# DIY store in Pombal selling stair cases



## p9cbs (Jul 14, 2015)

Good evening,
I have heard there is a DIY store in Pombal which has a good display of staircases. We tried to find it when visiting last weekend but got lost and eventually gave up!!! Does anyone happen to know the name of the store or possibly the website if they have one. Maybe you know of another store that sells interior staircases - we looked in LM in Coimbra but not much of a selection in there (not sure if I am allowed to mention the store or not).
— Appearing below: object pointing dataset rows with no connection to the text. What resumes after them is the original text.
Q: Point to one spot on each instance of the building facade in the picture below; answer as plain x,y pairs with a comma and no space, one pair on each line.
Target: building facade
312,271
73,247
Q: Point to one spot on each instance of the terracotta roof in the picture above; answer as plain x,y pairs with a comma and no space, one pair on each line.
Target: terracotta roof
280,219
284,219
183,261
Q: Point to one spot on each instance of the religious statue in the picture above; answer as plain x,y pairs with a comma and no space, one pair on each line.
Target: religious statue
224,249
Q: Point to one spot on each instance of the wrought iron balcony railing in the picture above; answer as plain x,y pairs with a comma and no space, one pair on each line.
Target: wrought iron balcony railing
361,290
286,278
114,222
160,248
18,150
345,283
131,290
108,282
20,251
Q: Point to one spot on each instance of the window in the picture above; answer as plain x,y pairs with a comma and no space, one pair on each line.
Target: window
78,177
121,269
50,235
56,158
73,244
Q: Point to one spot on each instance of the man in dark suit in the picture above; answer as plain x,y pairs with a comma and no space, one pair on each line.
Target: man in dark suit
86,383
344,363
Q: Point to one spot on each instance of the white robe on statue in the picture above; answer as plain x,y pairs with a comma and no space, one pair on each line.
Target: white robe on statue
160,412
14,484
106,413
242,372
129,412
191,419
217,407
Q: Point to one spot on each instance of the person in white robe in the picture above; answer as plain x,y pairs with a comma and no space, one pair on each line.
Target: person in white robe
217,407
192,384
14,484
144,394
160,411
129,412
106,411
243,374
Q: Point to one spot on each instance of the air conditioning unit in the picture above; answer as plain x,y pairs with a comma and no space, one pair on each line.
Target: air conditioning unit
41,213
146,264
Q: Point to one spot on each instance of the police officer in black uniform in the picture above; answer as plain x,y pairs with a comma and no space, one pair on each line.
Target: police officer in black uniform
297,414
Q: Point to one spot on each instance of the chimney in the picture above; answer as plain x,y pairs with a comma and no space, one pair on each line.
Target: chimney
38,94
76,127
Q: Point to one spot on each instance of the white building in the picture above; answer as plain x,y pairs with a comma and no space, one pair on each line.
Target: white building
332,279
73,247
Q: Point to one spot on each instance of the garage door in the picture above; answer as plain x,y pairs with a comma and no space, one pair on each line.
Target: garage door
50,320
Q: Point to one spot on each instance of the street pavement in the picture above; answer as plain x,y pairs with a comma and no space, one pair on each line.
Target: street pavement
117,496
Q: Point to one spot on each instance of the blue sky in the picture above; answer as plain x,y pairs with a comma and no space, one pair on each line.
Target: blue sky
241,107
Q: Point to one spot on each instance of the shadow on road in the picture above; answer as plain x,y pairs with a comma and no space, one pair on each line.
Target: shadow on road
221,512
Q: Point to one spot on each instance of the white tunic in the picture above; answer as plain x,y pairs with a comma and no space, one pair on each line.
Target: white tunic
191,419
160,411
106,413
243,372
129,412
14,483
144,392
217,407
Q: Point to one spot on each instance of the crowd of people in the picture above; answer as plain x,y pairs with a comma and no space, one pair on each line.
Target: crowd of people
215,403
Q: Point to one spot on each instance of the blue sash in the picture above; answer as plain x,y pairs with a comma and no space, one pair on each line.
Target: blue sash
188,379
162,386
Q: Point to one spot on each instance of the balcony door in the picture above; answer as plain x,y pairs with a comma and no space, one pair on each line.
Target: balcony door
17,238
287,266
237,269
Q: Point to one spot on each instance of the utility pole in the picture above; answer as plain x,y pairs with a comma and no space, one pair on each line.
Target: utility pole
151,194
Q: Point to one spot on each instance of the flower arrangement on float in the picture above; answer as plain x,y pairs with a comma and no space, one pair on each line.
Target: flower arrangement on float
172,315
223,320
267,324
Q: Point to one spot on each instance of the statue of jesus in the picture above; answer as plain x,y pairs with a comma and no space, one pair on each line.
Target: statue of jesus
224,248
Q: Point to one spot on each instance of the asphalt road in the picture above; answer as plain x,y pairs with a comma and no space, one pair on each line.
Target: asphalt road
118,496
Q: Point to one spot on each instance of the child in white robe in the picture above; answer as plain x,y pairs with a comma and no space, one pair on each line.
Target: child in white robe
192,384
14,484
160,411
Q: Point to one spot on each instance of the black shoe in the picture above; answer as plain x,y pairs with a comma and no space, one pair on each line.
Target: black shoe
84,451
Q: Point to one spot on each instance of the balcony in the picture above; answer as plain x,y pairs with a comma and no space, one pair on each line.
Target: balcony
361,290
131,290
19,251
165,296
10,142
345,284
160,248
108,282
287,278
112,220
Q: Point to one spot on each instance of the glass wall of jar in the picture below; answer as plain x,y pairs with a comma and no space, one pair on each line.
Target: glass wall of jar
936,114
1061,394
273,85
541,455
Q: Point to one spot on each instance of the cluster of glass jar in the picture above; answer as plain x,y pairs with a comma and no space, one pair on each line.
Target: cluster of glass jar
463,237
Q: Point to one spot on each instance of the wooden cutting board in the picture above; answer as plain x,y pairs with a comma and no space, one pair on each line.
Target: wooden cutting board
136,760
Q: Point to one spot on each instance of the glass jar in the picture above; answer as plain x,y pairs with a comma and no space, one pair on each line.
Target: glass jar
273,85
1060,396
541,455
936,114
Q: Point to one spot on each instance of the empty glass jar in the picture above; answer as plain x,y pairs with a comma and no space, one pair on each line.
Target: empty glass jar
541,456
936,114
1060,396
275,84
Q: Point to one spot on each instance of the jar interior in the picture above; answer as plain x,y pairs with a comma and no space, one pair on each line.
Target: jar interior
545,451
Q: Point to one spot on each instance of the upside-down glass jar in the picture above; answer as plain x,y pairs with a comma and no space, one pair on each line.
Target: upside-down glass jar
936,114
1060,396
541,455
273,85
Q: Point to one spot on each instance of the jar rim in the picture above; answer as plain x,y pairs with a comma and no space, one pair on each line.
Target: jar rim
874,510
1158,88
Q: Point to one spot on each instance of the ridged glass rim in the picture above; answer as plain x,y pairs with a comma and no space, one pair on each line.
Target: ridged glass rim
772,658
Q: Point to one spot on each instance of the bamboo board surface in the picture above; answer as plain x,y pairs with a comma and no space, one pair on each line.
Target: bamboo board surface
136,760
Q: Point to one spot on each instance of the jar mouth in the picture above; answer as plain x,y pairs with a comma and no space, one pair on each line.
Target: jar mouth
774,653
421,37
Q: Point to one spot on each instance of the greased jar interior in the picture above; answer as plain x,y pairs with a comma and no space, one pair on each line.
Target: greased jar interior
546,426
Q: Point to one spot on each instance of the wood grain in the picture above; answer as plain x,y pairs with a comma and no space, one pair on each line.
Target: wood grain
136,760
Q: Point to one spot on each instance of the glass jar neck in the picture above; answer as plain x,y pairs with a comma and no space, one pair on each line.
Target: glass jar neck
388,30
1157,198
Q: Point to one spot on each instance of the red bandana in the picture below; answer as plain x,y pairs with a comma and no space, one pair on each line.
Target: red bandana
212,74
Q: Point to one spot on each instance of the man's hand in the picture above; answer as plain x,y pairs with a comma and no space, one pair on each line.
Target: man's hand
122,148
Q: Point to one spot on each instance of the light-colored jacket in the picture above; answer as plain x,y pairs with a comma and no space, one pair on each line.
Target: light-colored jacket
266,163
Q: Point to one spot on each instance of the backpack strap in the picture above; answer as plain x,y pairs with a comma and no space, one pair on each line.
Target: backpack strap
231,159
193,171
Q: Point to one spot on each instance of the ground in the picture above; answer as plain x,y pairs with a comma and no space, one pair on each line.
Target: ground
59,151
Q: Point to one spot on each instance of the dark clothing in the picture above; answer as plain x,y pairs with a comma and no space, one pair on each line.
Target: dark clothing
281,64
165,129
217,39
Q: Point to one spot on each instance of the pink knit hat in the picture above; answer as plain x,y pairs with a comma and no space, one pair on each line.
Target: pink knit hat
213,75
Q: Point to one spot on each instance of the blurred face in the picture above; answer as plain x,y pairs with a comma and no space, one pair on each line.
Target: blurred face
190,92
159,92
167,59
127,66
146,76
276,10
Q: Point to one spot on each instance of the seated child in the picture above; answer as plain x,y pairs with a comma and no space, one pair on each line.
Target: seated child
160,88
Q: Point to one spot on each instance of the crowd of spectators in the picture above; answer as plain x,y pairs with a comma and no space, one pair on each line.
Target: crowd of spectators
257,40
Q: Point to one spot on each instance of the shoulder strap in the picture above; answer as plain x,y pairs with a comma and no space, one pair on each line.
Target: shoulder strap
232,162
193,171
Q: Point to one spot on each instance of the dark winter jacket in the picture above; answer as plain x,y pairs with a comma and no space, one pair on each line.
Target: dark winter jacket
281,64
We are based near Tomar but are prepared to travel 
Thanks for any ideas.


----------



## travelling-man (Jun 17, 2011)

There's one on the industrial zone in Ansiao.


----------



## p9cbs (Jul 14, 2015)

Do you happen to know the name of the store in Ansiao - back in the UK now so having to view via the internet.
Thanks, Claire


----------



## travelling-man (Jun 17, 2011)

Claire

Sorry...... no idea of the name but might be going that way soon & will try to look for you but others here might be able to look sooner for you.


----------



## Mattskii (Oct 28, 2009)

p9cbs said:


> Do you happen to know the name of the store in Ansiao - back in the UK now so having to view via the internet.
> Thanks, Claire


Found it on Google maps for you


----------



## travelling-man (Jun 17, 2011)

That's the one. 

IIRC, you can see it easily from the IC8


----------



## p9cbs (Jul 14, 2015)

Thanks so much guys - you are stars x


----------